Коля нерешительно вскрыл конверт и прочёл про себя письмо.
На лице его появилось недоумённое выражение. Он был так удивлён, что, забыв свою мальчишескую гордость, прочёл письмо ещё раз — вслух:
— «Уважаемый Коля! Приглашаем тебя на наш школьный концерт, который состоится двадцать девятого октября, в семь часов вечера, в помещении школы». И всё. Адрес школы и подпись: «А. Соловьёв».
Коля и Степан Гаврилыч молча посмотрели друг на друга. Потом Степан Гаврилыч, который тоже, по правде говоря, не понял, что к чему в этом приглашении, козырнул и ушёл, а Коля, повертев в руках письмо, положил его обратно в конверт и, смяв, сунул в карман. Подумав, он вынул конверт из кармана, разгладил и понёс в комнату. Там он положил его на комод, рядом с фарфоровой кошкой, и о чём-то задумался.
Клавдия Мироновна Гриненко возвращалась в этот день с работы особенно уставшая. По дороге её одолевали грустные мысли: вот уже пять лет, как она живёт с ребятишками одна, без Сергея Игнатьевича. Как хорошо ей жилось с ним, как все завидовали ей!
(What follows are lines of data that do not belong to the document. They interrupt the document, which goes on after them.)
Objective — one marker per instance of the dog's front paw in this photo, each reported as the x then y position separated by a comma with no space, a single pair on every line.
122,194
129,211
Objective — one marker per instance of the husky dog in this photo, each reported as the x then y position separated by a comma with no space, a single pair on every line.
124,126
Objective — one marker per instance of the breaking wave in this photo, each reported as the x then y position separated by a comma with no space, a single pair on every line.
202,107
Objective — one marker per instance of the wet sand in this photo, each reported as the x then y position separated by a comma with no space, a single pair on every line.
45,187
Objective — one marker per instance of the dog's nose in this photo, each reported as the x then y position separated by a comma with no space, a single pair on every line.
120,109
Ведь какой человек был хороший — не пил, не курил даже. С работы придёт — всё по хозяйству возится: что починит, что смастерит. И она, Клаша, при нём не знала ни тоски, ни горя. Никогда он не обижал её. А ребят как любил! Меньшие при нём были ещё грудными, а Коля был уже большим пареньком, школьником.
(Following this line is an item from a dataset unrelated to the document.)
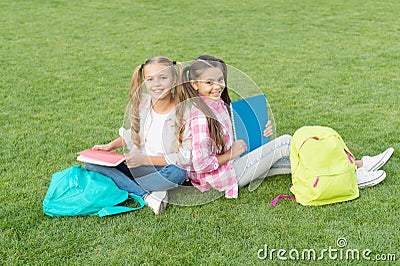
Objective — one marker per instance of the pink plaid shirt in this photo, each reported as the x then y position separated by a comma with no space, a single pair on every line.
205,171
Конечно, и сейчас чувствует она о себе заботу: двое младших в детском саду на шестидневке — их там и кормят и воспитывают. Хорошие ребятки растут, весёлые, ласковые и воспитанные. Возьмёт она их домой в воскресенье — они не ссорятся и не очень шумят даже, а и поиграют, и песенку споют, и стишок скажут, если кто заглянет. Душа радуется на них. С будущей осени уже в школу пойдут.
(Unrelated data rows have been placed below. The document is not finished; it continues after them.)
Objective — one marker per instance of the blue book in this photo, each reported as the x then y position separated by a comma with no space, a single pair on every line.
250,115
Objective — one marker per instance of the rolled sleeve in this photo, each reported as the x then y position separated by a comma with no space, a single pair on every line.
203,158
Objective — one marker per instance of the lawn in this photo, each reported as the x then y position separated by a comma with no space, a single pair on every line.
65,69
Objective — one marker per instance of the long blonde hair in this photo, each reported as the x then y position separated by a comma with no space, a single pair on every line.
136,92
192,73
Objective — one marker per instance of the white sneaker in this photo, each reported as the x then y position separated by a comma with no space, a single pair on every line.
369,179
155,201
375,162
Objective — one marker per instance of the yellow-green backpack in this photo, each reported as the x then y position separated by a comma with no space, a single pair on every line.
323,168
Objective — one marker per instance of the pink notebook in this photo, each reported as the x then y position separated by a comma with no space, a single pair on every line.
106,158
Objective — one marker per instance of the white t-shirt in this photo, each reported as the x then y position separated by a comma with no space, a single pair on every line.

Да вот Коля… Что будет с парнем? Что ей делать с ним без отца? Парень он ничего, неплохой, в этом она уверена, и хозяйственный такой, в отца пошёл: по дому что надо починить ли, сколотить — всё сделает и в магазин, когда надо, пойдёт. Да только неласковый такой, хмурый. А раньше не такой был. Как погиб отец — словно подменили мальчишку. Даже ей нагрубил недавно. Моду какую-то себе взял — в чулане хозяйничать, опыты какие-то там делает. Соседи недовольны, ворчат. Она ему и сделала выговор: «Садился бы ты, Коля, лучше за уроки. Ведь своим горбом тебя воспитываю. Другие в эти годы уже зарабатывают. А ты пустяками занимаешься». А он вспыхнул весь и резко так ответил: «Зарабатывать я скоро начну. А в этом, мама, вы ничего не понимаете! И сами пустяки говорите!» И захлопнул перед её носом дверь в чулан.
Она жаловалась на это его учительнице. А та говорит:
— Трудно вам, конечно, Клавдия Мироновна, а всё-таки, если можете, постарайтесь не мешать ему — он мальчик очень способный, химией интересуется; ему учиться и учиться… А характер, верно, неласковый. Да, может, и вы с ним не так ласковы?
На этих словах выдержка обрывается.